Here are some of the things that freelancers often need:
- More communication, including feedback
- Clearer instructions
- More compensation
- More ideas
If they ask for nothing, pick something from this list, and give it to them anyway.
Give examples of work you like
It would really help your freelancers if you can tell them, “Hey, I really like this article, this blog, or this style.” When you do that, the freelancer knows what direction to go with your content. Find something you like, share it with your freelancers, and explain why you like it. You’re doing them and yourself a favor.
Don’t tell them how to do their job
If you constantly have to tell your content provider how to do their job, then you’ve hired the wrong person. Quality freelancers are able to deliver great work without your explaining how to do it. Only tell them how to do their job if they ask for it.
Let’s be clear, though. If the freelancers have a knowledge deficit about an aspect of your business or related issues, you’ll need to inform them. For example, the writer needs to know your specific approach to SEO, and how that affects their deliverables.
Otherwise, let the leash out. They can do this.
Pay them well
Don’t give freelancers short shrift on compensation. Demonstrate how much you value them by how much you pay them. Really good freelancers are expensive, but usually not as expensive as hiring an in-house replacement employee. You can still save money by not hiring a staff writer and give your freelancer more compensation.
If your employees get holiday bonuses, then give your freelancers a holiday bonus. If they do a particularly knockout job on a project, give them a bonus. If they’ve been with you for a year or so, give them a raise.
Be up front with them
Freelancers crave job security. If you’re compensating a freelancer at the rate of a regular employment opportunity, I recommend a few things:
- Give them verbal assurance of how long you’ll need them.
- Explain what the at-will relationship means and that they (or you) can terminate it as needed.
- Suggest that they maintain other work and opportunities alongside your contract with them.
- Create a written contract to outline the details of your working agreement.
- Consider putting them on a monthly retainer.
- Include a two-week or 30-day notice to end the relationship.
- Give them plenty of warning if you see their workload reducing in the near or distant future.
Give them more work to do
I’ve been a freelancer.

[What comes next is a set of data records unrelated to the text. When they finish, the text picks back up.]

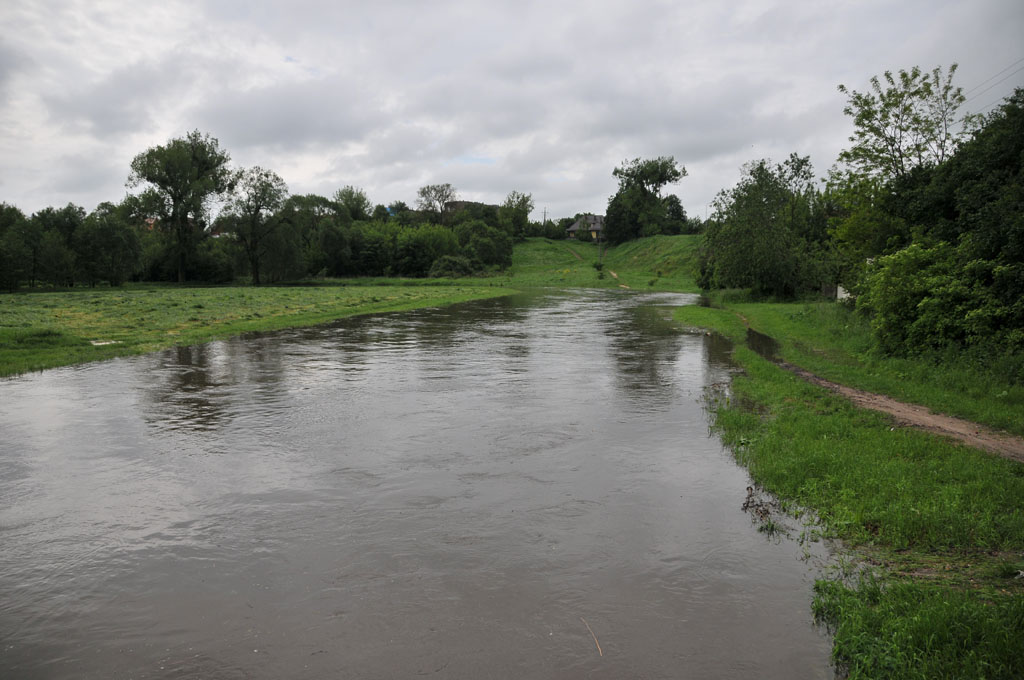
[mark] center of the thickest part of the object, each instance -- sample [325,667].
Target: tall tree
[258,194]
[185,173]
[637,209]
[14,254]
[760,236]
[354,201]
[908,121]
[515,213]
[108,248]
[434,198]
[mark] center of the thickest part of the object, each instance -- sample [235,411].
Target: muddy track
[912,415]
[905,415]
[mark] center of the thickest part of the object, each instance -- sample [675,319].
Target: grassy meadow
[660,263]
[41,330]
[45,330]
[937,527]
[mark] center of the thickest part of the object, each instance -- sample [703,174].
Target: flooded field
[518,487]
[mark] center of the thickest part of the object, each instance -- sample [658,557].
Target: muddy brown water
[521,487]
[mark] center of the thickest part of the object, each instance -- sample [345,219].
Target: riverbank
[46,330]
[937,528]
[42,330]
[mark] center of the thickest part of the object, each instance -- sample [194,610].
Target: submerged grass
[41,330]
[938,526]
[44,330]
[660,263]
[835,342]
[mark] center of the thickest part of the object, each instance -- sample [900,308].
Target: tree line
[922,219]
[164,231]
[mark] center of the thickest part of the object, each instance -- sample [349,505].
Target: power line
[994,84]
[995,76]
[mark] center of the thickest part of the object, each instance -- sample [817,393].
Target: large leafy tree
[514,214]
[14,254]
[258,195]
[57,227]
[763,234]
[637,208]
[905,121]
[353,202]
[108,248]
[183,175]
[434,198]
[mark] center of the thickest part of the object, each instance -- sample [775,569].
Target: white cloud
[540,97]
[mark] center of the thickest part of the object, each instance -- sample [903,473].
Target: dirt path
[912,415]
[906,415]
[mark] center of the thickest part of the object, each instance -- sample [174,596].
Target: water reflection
[442,492]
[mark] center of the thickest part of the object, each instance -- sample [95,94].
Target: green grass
[40,330]
[835,342]
[915,631]
[662,263]
[941,523]
[46,330]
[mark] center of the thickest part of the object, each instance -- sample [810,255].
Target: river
[515,487]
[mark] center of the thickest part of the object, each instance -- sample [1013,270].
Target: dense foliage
[768,234]
[638,209]
[923,220]
[165,231]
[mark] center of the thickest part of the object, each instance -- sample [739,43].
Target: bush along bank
[936,527]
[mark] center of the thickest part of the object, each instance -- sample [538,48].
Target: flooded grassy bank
[46,330]
[937,527]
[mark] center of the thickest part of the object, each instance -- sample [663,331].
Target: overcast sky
[543,97]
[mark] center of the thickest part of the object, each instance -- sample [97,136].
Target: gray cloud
[489,96]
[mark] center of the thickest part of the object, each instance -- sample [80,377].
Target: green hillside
[654,263]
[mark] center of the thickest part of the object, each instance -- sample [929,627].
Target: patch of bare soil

I’ve worked with a lot of freelancers. Here’s a little secret about freelancers: They usually want to do more work and better work.
If you’re a great client, then they’ll want to do more work for you. Go ahead and take it up a notch.
If you can manage your freelance content provider skillfully, then you’ll be rewarded with excellent work. What I’ve discovered is that most of the complaints about freelancers don’t really have to do with the freelancers themselves. They have to do with the client’s management ability (or lack thereof). It’s about you.
If you can apply these tips to your management, you’ll start to see a remarkable improvement in the quality of work from your freelance content provider.
What tips do you have for managing freelance content providers?